Pokémon Blast

Top 5 Fakémon, os Pokémon de mentirinha

Encare o jogo de sete erros para saber quem é quem e fique afiado para quando os “vazamentos” da sétima geração de Pokémon começarem.


Perto de um lançamento ou muito longe de um lançamento, muita gente começa a roer as unhas e ficar desesperada com o que está por vir em qualquer série, e com Pokémon não é diferente. A franquia tem muitos fãs ao redor do mundo e nada mais natural que eles manterem a chama acesa e cultuar Pokémon criando sozinhos seus próprios monstros de bolso, debatendo ausências, pontos a melhorar nos jogos e sugerindo novas formas de conduzir a trama.

Muitas imagens (duvidosas) começam a pipocar nos fóruns e sites de fofocas anunciando dados inéditos obtidos com supostas entrevistas (em off) com programadores da Game Freak ou obtidos simplesmente por meio de vazamentos. Elas estampam em letras garrafais novos jogos ou novas criaturas.
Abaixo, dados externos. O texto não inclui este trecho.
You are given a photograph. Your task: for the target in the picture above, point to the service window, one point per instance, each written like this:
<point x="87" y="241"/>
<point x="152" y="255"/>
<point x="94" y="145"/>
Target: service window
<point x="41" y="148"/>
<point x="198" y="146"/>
Às vezes o tiro sai pela culatra, com montagens muito malfeitas e com pouca fidelidade ao traço do mestre Ken Sugimori, o ilustrador das artes oficiais dos jogos. Mas muitos Fakémon, ou Pokémon de mentira, são bem-feitos ou tem a apresentação certa e isso acaba confundindo alguns fãs. Confira algumas e tente não cair no jogo de sete erros, porque agora os boatos e teorias sobre a vinda da 7ª geração estão crescendo graças a divulgação das novas formas de Zygarde.

1. Aobasubasu


Hoje jogar uma demo no seu 3DS é moleza, mas na época do Nintendo DS não tinha essa história, isso só era possível por Download Play se aproximando de outro portátil ou de uma máquina que distribuísse as demos.

No Japão, várias máquinas rodando demos de Pokémon Diamond & Pearl foram distribuídas pelos Pokémon Centers, as lojas de varejo com produtos oficiais da franquia. Infelizmente elas não tinham muita coisa nova escondida, apenas Roserade e Riolu que, de qualquer forma, tinham relação com Pokémon já existentes. No mais quem deu as caras foram os iniciais e o Buizel, que já tinha aparecido no Filme Pokémon Ranger e o Lendário Templo do Mar, de 2006 ainda.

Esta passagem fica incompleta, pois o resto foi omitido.